Terkait kemungkinan mahasiswa PENS itu bergabung dengan ajaran "Gafatar", Andri mengaku pihaknya justru tahu Erri "menghilang" dari pihak orang tua yang meminta agar anaknya dianggap cuti saja.

"Orang tuanya justru menaruh curiga terhadap anaknya sejak SMA saat ikut les untuk masuk perguruan tinggi, dan ternyata kecurigaan mereka (terkait Gafatar itu) terbukti saat Erri sudah semester 3 yang tiba-tiba menghilang," ungkapnya.

Hal itu dibenarkan ayah Erri, Suharijono. "Erri meninggalkan rumah sejak 17 Agustus 2015 dan belum kembali hingga saat ini," katanya saat ditemui di rumahnya di Perumahan TNI AL Jalan Suripto, Kenjeran, Surabaya (12/1).

Ia mengetahui Erri bergabung dengan Gafatar sekitar semester II dan menghilangnya itu saat dia masih di semester IV.

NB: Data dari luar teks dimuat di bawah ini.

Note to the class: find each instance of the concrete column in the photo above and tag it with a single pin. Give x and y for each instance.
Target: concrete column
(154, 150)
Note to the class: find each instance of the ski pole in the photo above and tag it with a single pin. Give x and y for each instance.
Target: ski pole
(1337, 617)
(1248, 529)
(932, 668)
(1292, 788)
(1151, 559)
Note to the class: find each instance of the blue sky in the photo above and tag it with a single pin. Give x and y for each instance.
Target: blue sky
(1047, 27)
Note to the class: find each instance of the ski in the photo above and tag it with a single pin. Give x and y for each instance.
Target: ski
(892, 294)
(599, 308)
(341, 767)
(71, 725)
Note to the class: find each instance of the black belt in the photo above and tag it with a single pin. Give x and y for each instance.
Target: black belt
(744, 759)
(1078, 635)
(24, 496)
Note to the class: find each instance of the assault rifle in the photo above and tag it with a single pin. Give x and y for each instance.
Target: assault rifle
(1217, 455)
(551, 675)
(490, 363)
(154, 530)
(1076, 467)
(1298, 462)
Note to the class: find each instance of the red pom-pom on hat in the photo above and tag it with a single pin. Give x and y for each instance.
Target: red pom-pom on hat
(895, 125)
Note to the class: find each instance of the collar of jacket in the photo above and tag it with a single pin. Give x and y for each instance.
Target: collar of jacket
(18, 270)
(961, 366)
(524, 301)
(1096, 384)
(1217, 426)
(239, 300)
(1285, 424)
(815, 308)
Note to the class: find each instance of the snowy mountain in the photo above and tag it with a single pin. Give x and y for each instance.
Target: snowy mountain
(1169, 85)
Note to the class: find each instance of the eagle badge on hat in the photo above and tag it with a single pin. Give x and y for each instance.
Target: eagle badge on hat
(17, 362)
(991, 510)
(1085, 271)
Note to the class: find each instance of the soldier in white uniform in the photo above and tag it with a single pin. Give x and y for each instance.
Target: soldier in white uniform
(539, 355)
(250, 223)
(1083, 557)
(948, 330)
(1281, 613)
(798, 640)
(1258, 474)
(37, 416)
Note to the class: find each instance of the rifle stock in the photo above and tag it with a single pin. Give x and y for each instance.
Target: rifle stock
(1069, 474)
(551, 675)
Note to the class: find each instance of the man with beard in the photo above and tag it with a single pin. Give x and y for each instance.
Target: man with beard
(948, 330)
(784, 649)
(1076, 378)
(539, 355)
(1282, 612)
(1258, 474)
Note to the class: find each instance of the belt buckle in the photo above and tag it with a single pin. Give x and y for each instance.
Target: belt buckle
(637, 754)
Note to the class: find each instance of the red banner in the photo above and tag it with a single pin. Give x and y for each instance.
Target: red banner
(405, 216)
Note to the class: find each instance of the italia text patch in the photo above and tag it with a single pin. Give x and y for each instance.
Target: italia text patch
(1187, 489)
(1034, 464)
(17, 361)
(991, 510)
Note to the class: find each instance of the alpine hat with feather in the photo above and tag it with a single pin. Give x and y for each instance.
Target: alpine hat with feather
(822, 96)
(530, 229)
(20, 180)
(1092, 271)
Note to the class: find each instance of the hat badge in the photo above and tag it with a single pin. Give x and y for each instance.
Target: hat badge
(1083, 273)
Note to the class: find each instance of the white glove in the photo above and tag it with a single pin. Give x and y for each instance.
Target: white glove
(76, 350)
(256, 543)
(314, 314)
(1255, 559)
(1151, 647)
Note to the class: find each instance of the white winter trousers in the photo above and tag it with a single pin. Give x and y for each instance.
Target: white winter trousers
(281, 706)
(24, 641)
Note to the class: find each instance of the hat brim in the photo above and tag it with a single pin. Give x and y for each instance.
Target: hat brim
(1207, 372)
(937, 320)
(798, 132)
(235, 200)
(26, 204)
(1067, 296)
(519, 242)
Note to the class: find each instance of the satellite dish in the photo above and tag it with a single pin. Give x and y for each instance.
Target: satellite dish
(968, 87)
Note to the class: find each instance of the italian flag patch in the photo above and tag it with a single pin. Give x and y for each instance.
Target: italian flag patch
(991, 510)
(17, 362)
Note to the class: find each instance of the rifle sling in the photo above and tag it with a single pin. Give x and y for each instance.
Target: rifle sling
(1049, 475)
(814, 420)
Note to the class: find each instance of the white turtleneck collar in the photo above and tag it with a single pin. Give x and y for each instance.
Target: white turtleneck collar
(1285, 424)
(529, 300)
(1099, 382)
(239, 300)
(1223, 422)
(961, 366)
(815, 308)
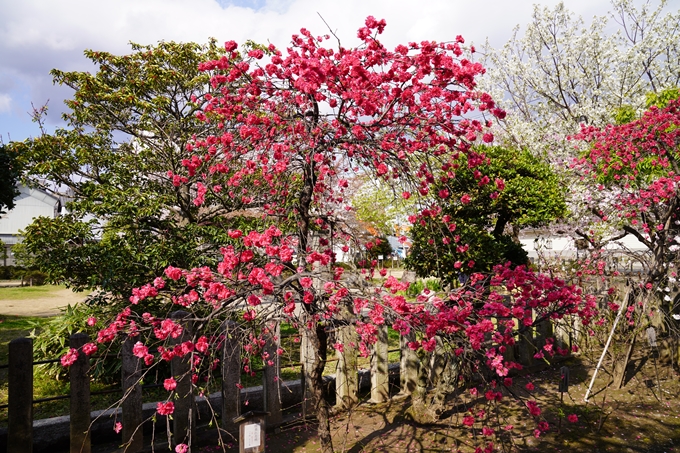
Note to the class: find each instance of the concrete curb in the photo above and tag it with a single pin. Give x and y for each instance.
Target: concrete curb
(53, 433)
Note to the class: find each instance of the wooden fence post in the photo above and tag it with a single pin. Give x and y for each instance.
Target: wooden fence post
(379, 377)
(409, 365)
(346, 374)
(20, 389)
(80, 397)
(231, 377)
(131, 370)
(525, 345)
(272, 375)
(184, 414)
(307, 355)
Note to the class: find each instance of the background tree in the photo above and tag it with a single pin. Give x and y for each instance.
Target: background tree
(290, 130)
(129, 215)
(480, 210)
(563, 72)
(10, 171)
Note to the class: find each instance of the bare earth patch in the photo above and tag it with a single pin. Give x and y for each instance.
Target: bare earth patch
(644, 416)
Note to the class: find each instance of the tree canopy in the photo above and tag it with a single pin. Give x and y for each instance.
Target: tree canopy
(480, 211)
(116, 162)
(9, 178)
(563, 72)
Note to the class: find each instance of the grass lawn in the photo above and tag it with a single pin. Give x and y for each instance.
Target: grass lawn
(28, 292)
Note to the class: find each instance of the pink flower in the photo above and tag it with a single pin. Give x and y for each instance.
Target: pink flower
(69, 358)
(139, 350)
(165, 408)
(173, 273)
(533, 408)
(89, 348)
(170, 384)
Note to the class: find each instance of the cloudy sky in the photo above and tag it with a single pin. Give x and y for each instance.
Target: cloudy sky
(38, 35)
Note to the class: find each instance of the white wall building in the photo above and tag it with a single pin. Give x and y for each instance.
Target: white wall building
(29, 204)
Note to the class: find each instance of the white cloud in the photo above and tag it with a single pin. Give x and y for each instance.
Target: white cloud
(5, 102)
(36, 35)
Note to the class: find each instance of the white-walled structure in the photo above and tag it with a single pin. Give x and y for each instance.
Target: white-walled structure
(30, 203)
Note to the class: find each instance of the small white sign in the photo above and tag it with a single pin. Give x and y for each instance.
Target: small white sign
(251, 435)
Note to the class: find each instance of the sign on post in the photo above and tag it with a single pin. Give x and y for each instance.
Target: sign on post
(251, 431)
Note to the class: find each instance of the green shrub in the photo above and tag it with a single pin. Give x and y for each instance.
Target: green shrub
(34, 278)
(53, 342)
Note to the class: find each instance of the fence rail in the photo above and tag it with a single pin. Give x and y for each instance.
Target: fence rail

"Saya terakhir kali bertemu pada 17 Agustus 2015 sekitar pukul 19.00 WIB. Ketika hendak keluar pamit akan ada proyek, dia dijemput oleh salah seorang temannya dari Gafatar, Bisma Permana (18)," tuturnya.

Tidak hanya mahasiswa, Pemerintah Kota (Pemkot) Surabaya juga menyelidiki kemungkinan sejumlah pegawai negeri sipil (PNS) di lingkungan Pemkot Surabaya yang bergabung dengan Gafatar.

"Pada 2004, ada sejumlah PNS yang terlibat Al-Qiyadah (kini, menjelma menjadi Gafatar), tentu ada juga di Gafatar," kata Kepala Badan Kesatuan Bangsa dan Perlindungan Masyarakat (Bakesbanglinmas) Kota Surabaya Soemarno di Surabaya (20/1).

Secara fisik, sangat sulit mengidentifikasi anggota Gafatar. Tapi, ciri-ciri saat melaksanakan kegiatan formal dapat diketahui dengan seragam khas berwarna oranye disertai lambang Gafatar berupa matahari terbit.

"Untuk itu, Asisten Pemerintahan Kota Surabaya Yayuk Eko Agustin mengeluarkan surat edaran tertanggal 1 April 2015 yang ditujukan kepada seluruh camat dan lurah agar tidak memberikan fasilitas serta tidak melibatkan Gafatar dalam kegiatan apa pun di lingkup Pemkot," ujarnya.

Sementara itu, Bakesbangpol Kota Kediri juga mengindikasikan pengikut Gafatar pun ada. "Kami masih telusuri," kata Kepala seksi Sosial, Politik dan Hubungan Antarlembaga Bakesbangpol Kota Kediri Rosyid Afandi di Kediri (13/1).

Namun, Gubernur Jawa Timur Soekarwo menyatakan Pemprov Kalimantan Barang (Kalbar) menjamin akan memulangkan ratusan warga Jatim yang pernah bergabung gerakan Gafatar ke Jatim.

"Secara prinsip Pemprov memfasilitasi kepulangan mereka ke daerahnya begitu sudah tiba di Jawa Timur. Kami juga bersiap diri untuk mengarahkan mereka ke ajaran yang benar, tidak dicap radikal atau teroris," imbuhnya di Surabaya (20/1).

Robohkan NKRI
Kendati sama-sama diduga terkait radikalisme, drama baku tembak polisi dengan tujuh terduga teroris ISIS di kawasan Sarinah, Jakarta pada 14 Januari 2016 justru mirip film kartun "Avatar".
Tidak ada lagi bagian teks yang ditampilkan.